Usage of decorated functions as item callback
Version of Dear PyGui
Version: 1.11.1 and 2.0.0 on Python 3.12 Operating System: MacOS 15.3.1
My Issue/Question
Are there any restrictions on using decorated functions as item callbacks?
I am trying to use decorated functions as item callbacks. These functions are decorated to catch exceptions in order to log them and show an error message to the user.

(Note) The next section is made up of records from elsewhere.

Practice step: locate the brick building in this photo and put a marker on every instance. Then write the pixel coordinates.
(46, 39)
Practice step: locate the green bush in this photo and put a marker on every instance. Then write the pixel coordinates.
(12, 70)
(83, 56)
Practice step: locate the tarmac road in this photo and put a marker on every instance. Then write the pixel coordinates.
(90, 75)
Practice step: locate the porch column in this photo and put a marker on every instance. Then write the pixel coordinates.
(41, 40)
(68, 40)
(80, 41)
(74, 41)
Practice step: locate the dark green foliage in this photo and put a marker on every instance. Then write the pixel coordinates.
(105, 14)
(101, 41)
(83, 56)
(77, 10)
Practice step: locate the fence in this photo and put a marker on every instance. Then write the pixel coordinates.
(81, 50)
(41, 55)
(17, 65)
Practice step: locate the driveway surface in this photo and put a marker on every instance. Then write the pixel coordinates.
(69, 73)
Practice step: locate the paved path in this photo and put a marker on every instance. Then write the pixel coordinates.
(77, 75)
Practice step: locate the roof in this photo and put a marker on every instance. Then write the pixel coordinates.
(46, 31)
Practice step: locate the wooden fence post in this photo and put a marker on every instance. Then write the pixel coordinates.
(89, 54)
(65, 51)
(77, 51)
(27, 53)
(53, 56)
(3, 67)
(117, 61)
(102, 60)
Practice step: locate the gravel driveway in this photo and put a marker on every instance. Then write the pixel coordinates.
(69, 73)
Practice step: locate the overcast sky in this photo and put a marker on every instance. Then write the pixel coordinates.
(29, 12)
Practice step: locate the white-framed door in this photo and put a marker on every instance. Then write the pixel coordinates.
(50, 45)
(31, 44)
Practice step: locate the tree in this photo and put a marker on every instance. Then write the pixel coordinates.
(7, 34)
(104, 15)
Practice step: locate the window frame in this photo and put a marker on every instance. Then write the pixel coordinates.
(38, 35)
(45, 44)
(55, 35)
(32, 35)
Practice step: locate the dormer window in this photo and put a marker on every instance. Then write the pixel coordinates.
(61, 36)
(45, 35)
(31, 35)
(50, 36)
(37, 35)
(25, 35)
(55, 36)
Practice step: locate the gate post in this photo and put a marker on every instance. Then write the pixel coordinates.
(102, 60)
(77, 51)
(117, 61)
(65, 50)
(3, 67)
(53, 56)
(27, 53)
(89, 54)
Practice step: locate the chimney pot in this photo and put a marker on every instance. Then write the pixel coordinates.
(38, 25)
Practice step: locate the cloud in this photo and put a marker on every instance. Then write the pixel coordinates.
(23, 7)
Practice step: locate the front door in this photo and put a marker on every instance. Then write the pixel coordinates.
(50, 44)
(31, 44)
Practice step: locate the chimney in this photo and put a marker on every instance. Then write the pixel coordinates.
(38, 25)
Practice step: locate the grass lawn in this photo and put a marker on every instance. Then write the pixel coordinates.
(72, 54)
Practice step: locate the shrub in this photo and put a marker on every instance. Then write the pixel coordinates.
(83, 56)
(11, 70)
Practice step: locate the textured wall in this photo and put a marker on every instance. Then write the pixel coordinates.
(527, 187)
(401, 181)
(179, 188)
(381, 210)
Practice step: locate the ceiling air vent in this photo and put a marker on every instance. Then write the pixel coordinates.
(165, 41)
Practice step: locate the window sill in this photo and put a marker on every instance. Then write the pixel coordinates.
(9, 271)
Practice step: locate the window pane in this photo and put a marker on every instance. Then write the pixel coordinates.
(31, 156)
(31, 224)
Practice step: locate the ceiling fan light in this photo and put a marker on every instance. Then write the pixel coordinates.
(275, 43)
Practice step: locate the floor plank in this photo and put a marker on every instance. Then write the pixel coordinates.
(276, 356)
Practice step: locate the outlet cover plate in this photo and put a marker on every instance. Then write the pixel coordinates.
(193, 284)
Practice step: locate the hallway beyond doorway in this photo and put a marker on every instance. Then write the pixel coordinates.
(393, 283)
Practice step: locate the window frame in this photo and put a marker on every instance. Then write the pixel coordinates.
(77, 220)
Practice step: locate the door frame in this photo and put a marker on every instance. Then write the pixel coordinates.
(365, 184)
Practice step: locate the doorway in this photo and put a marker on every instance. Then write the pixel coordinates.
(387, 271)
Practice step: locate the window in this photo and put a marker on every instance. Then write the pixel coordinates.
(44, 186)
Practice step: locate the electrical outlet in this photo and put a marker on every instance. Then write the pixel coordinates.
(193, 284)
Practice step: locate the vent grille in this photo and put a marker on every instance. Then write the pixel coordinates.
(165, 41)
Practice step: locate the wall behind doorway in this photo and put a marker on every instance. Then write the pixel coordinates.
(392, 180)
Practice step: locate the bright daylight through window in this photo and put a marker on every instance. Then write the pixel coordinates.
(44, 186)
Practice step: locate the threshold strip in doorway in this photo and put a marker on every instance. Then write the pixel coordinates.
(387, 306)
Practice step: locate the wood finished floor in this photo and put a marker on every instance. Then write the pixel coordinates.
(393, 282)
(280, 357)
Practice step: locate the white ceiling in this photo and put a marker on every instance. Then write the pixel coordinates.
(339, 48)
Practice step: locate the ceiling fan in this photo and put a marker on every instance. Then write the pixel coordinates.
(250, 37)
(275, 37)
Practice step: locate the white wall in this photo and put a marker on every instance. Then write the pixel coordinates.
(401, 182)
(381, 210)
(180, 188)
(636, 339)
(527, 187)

Decorated functions called from a callback seem to lack the function parameters, as I get the following error message:
Function foo raised an exception: foo() missing 3 required positional arguments: 'sender', 'app_data', and 'user_data'
Calling the decorated functions directly, i.e., not via a callback, works as expected. It does not matter whether the function is a class member or not.
To Reproduce
Steps to reproduce the behavior:
- Start the sample code from below.
- The decorated functions are called directly and print the expected output.
- Click on any of the two buttons to call any of the functions.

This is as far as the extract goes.